Усмехаюсь, сглатываю ком в горле.
— Молчишь? И ты не представляешь, Славик, как. Это хорошо.
Шум широченных шин по асфальту звучит деликатно.
Кого сюда принесло еще?
С братом поговорить не дадут.
Смотрю в сторону ограды. Между высоких елей тормозит черный внедорожник.
Из него выходит Кирсан. В летчицкой куртке на меху. В кепке, что его старит и даже делает похожим на какого-то политического деятеля.
Смотрит по сторонам… Правильно, Кирсан, тебе есть чего опасаться… Да и привычки не пропьешь. Шагает быстро ко мне.
Скалится, как обычно. Сучара. Питер сказал его любить. Но Питер мне больше не указ, я на него теперь только фрилансю. Так что похер.
Я опять смотрю на могилу, на мраморное надгробие с изображением атакующего беркута, и даже не поднимаюсь со скамейки, чтобы поприветствовать товарища Кирсана. На хер пошел бы он. Вот что приперся? Я, сука, брата поминаю, мне его видеть не хочется.
— Добрый день, Ольгович.
— Ага, нехотя отзываюсь я.
И вдруг Кирсан хлопает меня по плечу.
Это что сейчас было?
Едва сдерживаюсь, чтоб не оскалиться злобно.
Сочувствие проявляешь, сучара? Не поверю ни за что.
И точно, стоит только подумать, как раздается спокойный голос надо мной, без особого выражения даже, словно допрос проводит:
— Ну, как тебе, Ольгович? Понял, каково это, убить человека?
Сучара. Припоминает мне наш разговор. Ну да, теперь я знаю, каково это.
Хотя.
Если отвечать на его вопрос прямо, то я не понял, как оно… Я просто не заметил, как. Это произошло и толком не осознал. Быстро и кроваво.

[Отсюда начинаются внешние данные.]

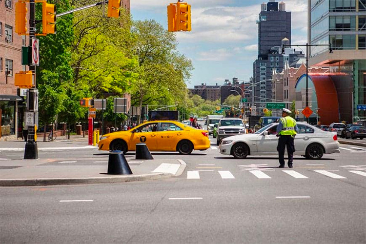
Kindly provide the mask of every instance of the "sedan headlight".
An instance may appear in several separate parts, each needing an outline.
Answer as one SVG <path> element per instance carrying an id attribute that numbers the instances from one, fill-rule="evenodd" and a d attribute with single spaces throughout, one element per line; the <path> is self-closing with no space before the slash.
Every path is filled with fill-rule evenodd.
<path id="1" fill-rule="evenodd" d="M 230 143 L 232 142 L 233 141 L 230 140 L 225 140 L 224 141 L 223 141 L 223 145 L 226 145 L 226 144 L 230 144 Z"/>
<path id="2" fill-rule="evenodd" d="M 104 140 L 104 139 L 106 139 L 108 137 L 109 137 L 109 136 L 101 136 L 101 139 L 100 139 L 100 141 L 102 141 L 102 140 Z"/>

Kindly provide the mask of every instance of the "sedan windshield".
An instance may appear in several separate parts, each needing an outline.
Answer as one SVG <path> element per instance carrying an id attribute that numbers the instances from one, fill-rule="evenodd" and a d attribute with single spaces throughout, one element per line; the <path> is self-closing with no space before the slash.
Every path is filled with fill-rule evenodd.
<path id="1" fill-rule="evenodd" d="M 263 132 L 265 130 L 266 130 L 267 129 L 271 127 L 272 125 L 272 124 L 268 124 L 266 125 L 263 128 L 262 128 L 262 129 L 261 129 L 260 130 L 254 132 L 254 134 L 261 134 L 261 133 Z"/>

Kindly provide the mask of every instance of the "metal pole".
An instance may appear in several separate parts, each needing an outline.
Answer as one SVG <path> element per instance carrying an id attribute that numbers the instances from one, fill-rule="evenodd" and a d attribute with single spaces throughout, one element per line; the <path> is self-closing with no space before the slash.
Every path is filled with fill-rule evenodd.
<path id="1" fill-rule="evenodd" d="M 308 45 L 307 43 L 306 43 L 306 106 L 305 107 L 307 107 L 309 105 L 308 104 L 308 100 L 307 98 L 307 89 L 308 89 L 308 70 L 309 67 L 308 66 L 308 62 L 309 61 L 309 50 L 308 50 Z M 306 117 L 306 122 L 309 123 L 309 118 Z"/>

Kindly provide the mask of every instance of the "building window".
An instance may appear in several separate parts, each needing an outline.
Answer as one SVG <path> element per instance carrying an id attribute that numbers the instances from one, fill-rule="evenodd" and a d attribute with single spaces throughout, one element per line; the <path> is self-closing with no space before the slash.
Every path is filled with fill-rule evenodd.
<path id="1" fill-rule="evenodd" d="M 13 76 L 13 61 L 5 60 L 5 72 L 9 76 Z"/>
<path id="2" fill-rule="evenodd" d="M 359 50 L 366 49 L 366 35 L 358 36 L 358 49 Z"/>
<path id="3" fill-rule="evenodd" d="M 330 31 L 356 30 L 356 16 L 330 16 Z"/>
<path id="4" fill-rule="evenodd" d="M 6 41 L 13 42 L 13 27 L 7 24 L 5 25 L 5 38 Z"/>
<path id="5" fill-rule="evenodd" d="M 8 8 L 13 8 L 13 0 L 5 0 L 5 6 Z"/>
<path id="6" fill-rule="evenodd" d="M 366 16 L 358 17 L 358 30 L 366 30 Z"/>

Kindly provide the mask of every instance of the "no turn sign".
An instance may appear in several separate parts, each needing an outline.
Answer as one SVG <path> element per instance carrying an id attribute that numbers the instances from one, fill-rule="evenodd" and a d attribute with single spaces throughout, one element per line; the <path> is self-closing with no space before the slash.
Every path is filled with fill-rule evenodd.
<path id="1" fill-rule="evenodd" d="M 32 46 L 31 47 L 32 54 L 32 61 L 31 64 L 33 65 L 40 65 L 40 41 L 36 38 L 32 39 Z"/>

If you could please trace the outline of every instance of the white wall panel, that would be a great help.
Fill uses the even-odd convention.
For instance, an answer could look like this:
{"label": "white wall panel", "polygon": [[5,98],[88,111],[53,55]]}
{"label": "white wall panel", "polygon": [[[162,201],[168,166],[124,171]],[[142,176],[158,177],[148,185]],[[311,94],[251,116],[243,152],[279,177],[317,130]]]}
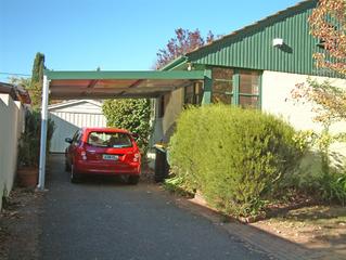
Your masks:
{"label": "white wall panel", "polygon": [[50,110],[50,118],[55,122],[55,131],[52,138],[50,152],[64,153],[67,147],[65,138],[82,127],[106,127],[106,119],[101,107],[91,103],[72,104],[69,107],[54,108]]}

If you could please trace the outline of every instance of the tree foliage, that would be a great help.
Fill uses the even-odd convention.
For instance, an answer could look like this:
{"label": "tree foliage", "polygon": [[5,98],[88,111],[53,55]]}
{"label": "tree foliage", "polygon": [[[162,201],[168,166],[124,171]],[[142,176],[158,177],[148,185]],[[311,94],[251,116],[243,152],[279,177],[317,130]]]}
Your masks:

Возможно, если бы пришлось отвечать, то.
Но суда не будет. Мне нарисованы пределы допустимой самообороны, и оспорить этот момент некому. Не придет родня Беркута ко мне вопросы задавать… Вся его родня здесь, у памятника с атакующим беркутом.
Дочка маленькая, бабка старая.
Так что нет, Кирсан, не знаю я, каково. Это на самом деле.
— Не знаю, как человека, тихо отвечаю я. Я брата убил.
— Беркут был тебе братом? усмехается Кирсанов и дружески хлопает по гипсу.
— А то ты не знал… И чего играет, сука?
— Я не об этом.
— А я об этом.
— Мы с тобой всегда на разных языках говорили.
— Да, мне похуй, что приперся? не выдерживаю, грублю.
— По делу, Ольгович, не плачь только, что Славку-маньяка потерял, издевается Кирсан.
Я смотрю на него и холодно усмехаюсь. Ну давай, сука, беси меня.
Довольная рожа растянута в улыбке. А потом улыбка резко исчезает.
Он сует руки в карманы, еще раз оглядевшись, начинает перекатываться с носка на пятку, до дичи меня раздражая. Еще присвистывает какую-то бесящую хуйню, вроде немецкого марша.
— Что за дело? не выдерживаю я.
— Бабка Беркута копыта откинула. У него дочь осталась. Беленькая такая, глазастенькая. Милаха. Прям, как ты.
— Анечка? выдыхаю я.
— Да. Знаком?
— Лапа знакома. Где ребенок?
— Со мной.
Я резко встаю.
Нет, Кирсан отец опытный, я просто не хотел… А может наоборот нужно показать девочке, что папа умер, и я его похоронил?
Я замираю, глядя на внедорожник, откуда один из охранников Кирсана выводит маленькую девочку в сером пальто и белых сапожках.
— Беркут в детский сад и школу ее не отдавал. Она немного одичавшая. Людей боится, ничего не говорит, поясняет Кирсан.
Анечка отрывается от охранника Кирсана и бежит мне навстречу. Радостная, улыбается. Действительно милаха. Беленькая, симпатичная. Бежит ко мне, видно, издалека приняв меня за отца. А потом понимает, что я не папа. Останавливается, с опаской меня разглядывая. Я делаю шаг к ней навстречу и присаживаюсь, чтобы быть с ней на одном уровне.
Протягиваю руки.
— Я родной, говорю я ребенку, я твой дядя.
Аня хмурит бровки, как мы с Беркутом. Заглядывает за мою спину, на могилу.
— А почему красиво? очень медленно подходит ко мне. Боялась, робко совсем, Но идет навстречу. Я жду, пока не достигает моих рук. Аккуратно беру ее к себе, и с Анечкой на руках поднимаюсь. Она боится. Пока боится. Она еще не знает, что дядька может заменить отца и стать самым близким человеком. Я-то знаю.